By Darryl Fears May 6
For the giant kangaroo rat, death by nature is normally swift and dramatic: a hopeless dash for safety followed by a blood-curdling squeak as their bellies are torn open by eagles, foxes, bobcats and owls. They’re not supposed to die the way they are today — emaciated and starved, their once abundant population dwindling to near nothing on California’s sprawling Carrizo Plain, about 100 miles northwest of Los Angeles, where the drought is turning hundreds of thousands of acres of grassland into desert. Without grass, long-legged kangaroo rats cannot eat. And as they go, so go a variety of threatened animals that depend on the keystone species to live. “That whole ecosystem changes without the giant kangaroo rat,” said Justin Brashares, an associate professor of wildlife ecology and conservation at the University of California at Berkeley.

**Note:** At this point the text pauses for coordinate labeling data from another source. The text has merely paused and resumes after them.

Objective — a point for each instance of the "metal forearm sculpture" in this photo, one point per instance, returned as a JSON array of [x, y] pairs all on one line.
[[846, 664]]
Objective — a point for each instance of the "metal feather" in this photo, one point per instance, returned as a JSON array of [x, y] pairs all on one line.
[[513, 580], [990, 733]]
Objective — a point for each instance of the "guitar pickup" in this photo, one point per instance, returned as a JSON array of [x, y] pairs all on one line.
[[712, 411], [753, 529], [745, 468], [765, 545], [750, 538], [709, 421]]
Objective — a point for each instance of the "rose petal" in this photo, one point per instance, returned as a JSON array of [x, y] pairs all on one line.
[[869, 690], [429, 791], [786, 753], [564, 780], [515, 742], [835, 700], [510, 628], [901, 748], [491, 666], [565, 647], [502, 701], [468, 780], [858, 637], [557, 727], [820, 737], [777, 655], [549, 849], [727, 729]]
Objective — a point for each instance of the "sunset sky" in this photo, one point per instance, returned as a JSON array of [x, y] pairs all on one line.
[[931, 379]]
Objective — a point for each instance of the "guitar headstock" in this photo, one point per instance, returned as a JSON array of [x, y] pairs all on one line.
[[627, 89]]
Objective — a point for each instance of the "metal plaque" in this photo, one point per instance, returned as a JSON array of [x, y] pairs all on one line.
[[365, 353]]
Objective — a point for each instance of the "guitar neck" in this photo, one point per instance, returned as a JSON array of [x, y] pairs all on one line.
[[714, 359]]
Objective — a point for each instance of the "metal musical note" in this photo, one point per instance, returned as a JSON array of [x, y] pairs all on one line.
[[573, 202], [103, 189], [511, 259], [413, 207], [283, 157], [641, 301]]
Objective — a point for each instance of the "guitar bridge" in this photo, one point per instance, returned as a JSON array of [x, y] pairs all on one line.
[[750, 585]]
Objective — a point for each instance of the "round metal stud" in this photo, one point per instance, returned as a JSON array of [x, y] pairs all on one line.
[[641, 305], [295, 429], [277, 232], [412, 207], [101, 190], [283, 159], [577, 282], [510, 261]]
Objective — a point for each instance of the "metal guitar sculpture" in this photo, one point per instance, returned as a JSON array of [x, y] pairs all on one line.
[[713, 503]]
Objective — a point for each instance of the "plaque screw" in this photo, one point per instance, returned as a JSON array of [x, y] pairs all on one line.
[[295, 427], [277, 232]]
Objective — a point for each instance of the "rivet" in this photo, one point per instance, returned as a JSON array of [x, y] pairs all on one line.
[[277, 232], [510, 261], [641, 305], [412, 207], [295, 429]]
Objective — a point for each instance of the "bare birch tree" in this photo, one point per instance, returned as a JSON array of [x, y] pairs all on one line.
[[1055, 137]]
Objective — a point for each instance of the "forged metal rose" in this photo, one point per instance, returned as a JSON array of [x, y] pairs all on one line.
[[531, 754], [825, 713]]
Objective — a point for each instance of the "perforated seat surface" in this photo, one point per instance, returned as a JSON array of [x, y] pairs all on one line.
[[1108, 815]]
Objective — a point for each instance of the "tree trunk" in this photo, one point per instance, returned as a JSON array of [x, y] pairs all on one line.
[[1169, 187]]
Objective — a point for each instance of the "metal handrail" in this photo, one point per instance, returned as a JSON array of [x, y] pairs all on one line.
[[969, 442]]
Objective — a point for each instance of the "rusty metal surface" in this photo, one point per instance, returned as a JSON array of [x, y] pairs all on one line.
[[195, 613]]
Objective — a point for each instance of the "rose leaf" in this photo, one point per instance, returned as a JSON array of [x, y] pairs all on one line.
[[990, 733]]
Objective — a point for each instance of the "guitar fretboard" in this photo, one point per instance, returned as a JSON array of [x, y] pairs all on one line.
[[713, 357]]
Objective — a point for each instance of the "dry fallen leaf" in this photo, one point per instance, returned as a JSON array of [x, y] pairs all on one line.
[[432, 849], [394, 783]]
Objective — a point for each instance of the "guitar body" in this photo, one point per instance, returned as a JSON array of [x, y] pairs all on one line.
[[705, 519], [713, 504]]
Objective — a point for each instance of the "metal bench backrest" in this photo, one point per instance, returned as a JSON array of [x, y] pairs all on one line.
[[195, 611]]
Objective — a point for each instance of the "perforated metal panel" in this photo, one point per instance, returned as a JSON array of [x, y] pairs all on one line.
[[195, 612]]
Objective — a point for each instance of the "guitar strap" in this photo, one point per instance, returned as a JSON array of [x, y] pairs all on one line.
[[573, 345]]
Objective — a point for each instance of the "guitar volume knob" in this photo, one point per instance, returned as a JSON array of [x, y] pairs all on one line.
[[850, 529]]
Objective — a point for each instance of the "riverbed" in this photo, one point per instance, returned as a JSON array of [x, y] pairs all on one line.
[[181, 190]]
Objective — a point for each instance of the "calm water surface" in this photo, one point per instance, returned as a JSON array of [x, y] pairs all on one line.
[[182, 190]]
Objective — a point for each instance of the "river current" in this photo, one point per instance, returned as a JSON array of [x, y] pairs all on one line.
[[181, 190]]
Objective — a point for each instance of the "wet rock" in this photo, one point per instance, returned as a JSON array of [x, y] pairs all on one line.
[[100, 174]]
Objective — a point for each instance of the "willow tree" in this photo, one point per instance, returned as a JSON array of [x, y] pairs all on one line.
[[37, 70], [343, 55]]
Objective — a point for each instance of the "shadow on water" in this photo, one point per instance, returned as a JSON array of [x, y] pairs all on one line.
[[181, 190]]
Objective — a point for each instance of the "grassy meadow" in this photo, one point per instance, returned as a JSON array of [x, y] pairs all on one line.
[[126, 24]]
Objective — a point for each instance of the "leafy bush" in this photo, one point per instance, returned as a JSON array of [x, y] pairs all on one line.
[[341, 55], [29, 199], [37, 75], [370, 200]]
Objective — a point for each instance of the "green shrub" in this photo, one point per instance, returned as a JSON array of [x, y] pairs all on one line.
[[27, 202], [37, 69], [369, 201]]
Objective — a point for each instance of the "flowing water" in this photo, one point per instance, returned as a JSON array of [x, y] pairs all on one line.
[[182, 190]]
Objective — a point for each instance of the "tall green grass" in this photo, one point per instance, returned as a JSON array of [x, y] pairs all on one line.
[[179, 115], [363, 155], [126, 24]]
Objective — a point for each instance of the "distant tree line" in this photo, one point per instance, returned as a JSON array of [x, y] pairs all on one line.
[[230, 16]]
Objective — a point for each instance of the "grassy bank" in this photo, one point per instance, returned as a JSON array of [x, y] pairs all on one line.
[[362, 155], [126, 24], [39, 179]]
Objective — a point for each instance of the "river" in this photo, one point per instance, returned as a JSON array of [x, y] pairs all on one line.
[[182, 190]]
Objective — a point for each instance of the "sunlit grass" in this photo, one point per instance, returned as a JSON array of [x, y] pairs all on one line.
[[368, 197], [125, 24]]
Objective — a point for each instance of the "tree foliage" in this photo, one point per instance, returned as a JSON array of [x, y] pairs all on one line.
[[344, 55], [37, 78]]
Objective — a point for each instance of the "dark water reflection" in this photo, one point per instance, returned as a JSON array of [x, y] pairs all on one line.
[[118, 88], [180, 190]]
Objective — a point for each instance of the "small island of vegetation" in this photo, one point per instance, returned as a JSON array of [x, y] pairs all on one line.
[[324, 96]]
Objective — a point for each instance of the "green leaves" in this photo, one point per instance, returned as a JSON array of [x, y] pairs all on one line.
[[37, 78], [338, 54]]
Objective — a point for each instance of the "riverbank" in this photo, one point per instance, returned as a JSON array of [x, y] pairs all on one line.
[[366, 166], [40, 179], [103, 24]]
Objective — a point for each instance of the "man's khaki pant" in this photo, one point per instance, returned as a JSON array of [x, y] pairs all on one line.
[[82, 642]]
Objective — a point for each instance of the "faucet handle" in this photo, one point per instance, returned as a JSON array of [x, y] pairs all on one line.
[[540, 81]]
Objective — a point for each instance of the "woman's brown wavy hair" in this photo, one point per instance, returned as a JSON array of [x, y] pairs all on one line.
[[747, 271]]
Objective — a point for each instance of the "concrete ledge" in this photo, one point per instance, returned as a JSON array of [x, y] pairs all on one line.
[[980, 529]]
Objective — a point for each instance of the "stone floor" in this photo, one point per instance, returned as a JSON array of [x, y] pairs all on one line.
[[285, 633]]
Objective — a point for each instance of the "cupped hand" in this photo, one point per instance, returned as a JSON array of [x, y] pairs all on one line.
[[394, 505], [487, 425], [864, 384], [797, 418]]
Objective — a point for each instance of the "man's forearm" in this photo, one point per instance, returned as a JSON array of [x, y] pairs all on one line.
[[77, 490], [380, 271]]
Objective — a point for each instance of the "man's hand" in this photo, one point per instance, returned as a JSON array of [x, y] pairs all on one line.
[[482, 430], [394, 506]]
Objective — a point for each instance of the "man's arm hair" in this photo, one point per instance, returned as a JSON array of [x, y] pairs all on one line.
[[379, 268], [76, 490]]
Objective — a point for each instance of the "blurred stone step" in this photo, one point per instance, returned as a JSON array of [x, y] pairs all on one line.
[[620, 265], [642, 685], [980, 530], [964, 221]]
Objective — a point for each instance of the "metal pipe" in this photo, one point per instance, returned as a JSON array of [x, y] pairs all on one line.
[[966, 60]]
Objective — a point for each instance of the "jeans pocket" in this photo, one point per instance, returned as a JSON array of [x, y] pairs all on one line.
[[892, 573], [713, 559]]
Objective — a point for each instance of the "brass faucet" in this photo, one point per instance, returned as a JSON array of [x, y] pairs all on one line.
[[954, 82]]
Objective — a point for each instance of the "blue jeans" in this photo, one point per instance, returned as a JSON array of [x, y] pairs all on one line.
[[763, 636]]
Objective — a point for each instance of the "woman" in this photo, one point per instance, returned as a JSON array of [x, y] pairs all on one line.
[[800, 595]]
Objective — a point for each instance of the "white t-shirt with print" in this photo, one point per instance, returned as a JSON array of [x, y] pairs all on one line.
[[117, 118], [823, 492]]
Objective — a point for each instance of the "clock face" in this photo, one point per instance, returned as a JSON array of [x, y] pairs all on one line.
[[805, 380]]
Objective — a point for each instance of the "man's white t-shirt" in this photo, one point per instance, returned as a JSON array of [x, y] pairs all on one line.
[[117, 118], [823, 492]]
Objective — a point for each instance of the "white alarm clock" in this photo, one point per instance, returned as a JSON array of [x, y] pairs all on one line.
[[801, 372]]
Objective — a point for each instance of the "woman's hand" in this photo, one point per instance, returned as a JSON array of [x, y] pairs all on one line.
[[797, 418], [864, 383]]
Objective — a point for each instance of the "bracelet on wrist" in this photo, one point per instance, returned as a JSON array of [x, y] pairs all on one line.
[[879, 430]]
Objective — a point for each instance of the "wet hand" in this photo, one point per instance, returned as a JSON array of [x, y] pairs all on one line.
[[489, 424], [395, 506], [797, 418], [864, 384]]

Endangered kangaroo rats are just one falling tile in the drought’s domino effect on wildlife in the lower Western states. Large fish kills are happening in several states as waters heated by higher temperatures drain and lose oxygen. In Northern California, salmon eggs have virtually disappeared as water levels fall. Thousands of migrating birds are crowding into wetlands shrunk by drought, risking the spread of disease that can cause huge die-offs.
As the baking Western landscape becomes hotter and drier, land animals are being forced to seek water and food far outside their normal range. Herbivores such as deer and rabbits searching for a meal in urban gardens in Reno are sometimes pursued by hawks, bobcats and mountain lions. In Arizona, rattlesnakes have come to Flagstaff, joining bears and other animals in search of food that no longer exists in their habitat….
“You think about it. In our urban environments, we have artificial water. We’re not relying on creeks,” said David Catalano, a supervisory biologist for the Nevada Department of Wildlife. “We have sprinkling systems. We water bushes with fruit and water gardens. That’s just a magnet for everything. “We’ve seen an increase in coyote calls, bear calls, mountain lion calls — all the way to mice and deer,” Catalano said of the distress calls made to his department by residents. “At your house, everything is green and growing and flowering, and they’re being drawn to it.” The state wildlife agency said it is preparing for a deluge of calls reporting bear sightings from Lake Tahoe this summer when berries and other foods they eat disappear for lack of rain. About 4,000 mule deer have vanished from a mountain range near Reno since late last year, probably because of drought. “Our level of concern is very high,” Catalano said. Nevada has placed low fiberglass pools called guzzlers that hold up to 3,600 gallons of water at more than 1,000 wilderness areas across the state to provide water for wildlife.